Check your logs, it’s likely that you have an error. I was seeing Access Denied like messages. Check your S3 backup process if you have one. For some reason there must have been an update to it at some point that required additional permissions on Amazon S3. A broader policy on AWS S3 fixed it for me.
Yes, in fact, I saw that message a few minutes ago when trying to search for any indication why sidekiq was paused, but it didn’t occur to me it could be related.
I did fix that option (I don’t want to delete files from S3) a couple of minutes before raising this topic, but I didn’t think much of it. When I imported the data to the new server, it appears some options were lost.
I was going to follow it to make sure the error went away, but now I’m hopeful that will fix the sidekiq pausing as well!
Just a guess - isn’t Sidekiq paused during a backup? (and perhaps understandably so because backup process takes up so much local computational resource)
So if this job falls over, it’s never automatically unpaused?
Oh yes, right. It gets paused during backup and never recovers. You’re exactly correct and I remember us running into this before.
I wonder if we should have a safety mechanism where sidekiq cannot be “paused for backup” for more than x hours, where x is maybe four? What do you think @gerhard?
An arbitrary admin pause of sidekiq should always be possible, but a “stuck forever for backup” pause doesn’t seem right to me.
I started following that lead, and it seems pretty promising. \
I went to check my backups, and just the first one after upgraded was in S3.
I couldn’t even start a new backup in discourse, I had to cancel several times (I’d cancel it, and refresh the page, and cancel it again and again).

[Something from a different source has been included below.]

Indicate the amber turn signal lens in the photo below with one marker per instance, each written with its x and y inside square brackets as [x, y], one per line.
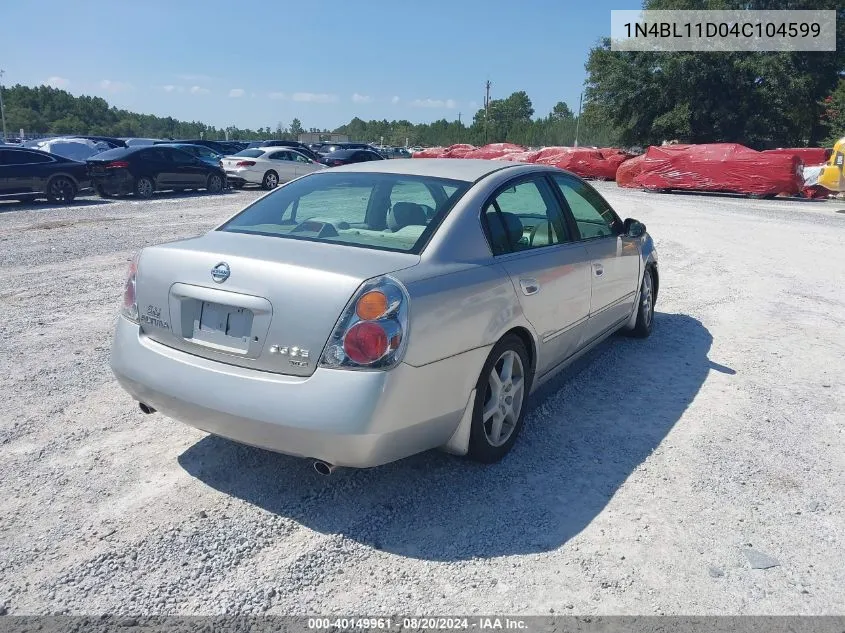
[371, 305]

So it appears the timeline is more or less like:
We upgrade
in less than 24h, a backup will happen and it’s uploaded to S3
sidekiq is paused
Even if I unpaused sidekiq, no new backups were created, which was unexpected.
The backup process fails to delete old backups from S3. Unfortunately it crashes inside the ensure block and prevents Sidekiq from starting again. I’m going to fix that.
I agree.
If a backup fails (even partially, to delete old files), I do not expect every other background process to be silently paused. I do expect admins to be somehow notified.
I just went to sidekiq because some support topics mentioned it, but I didn’t know my backups weren’t working.
Thanks! That’s weird, because I did not see that message and looked at the Dashboard dozens of times during the paused phase. Perhaps it was just me …
You remembered correctly. There’s no warning in the dashboard when Sidekiq is paused, since jobs are scheduled but not enqueued. The warning appears only when Sidekiq isn’t running at all.
I could add an additional warning, but I don’t think it’s needed. Sidekiq should now always be unpaused – no matter what.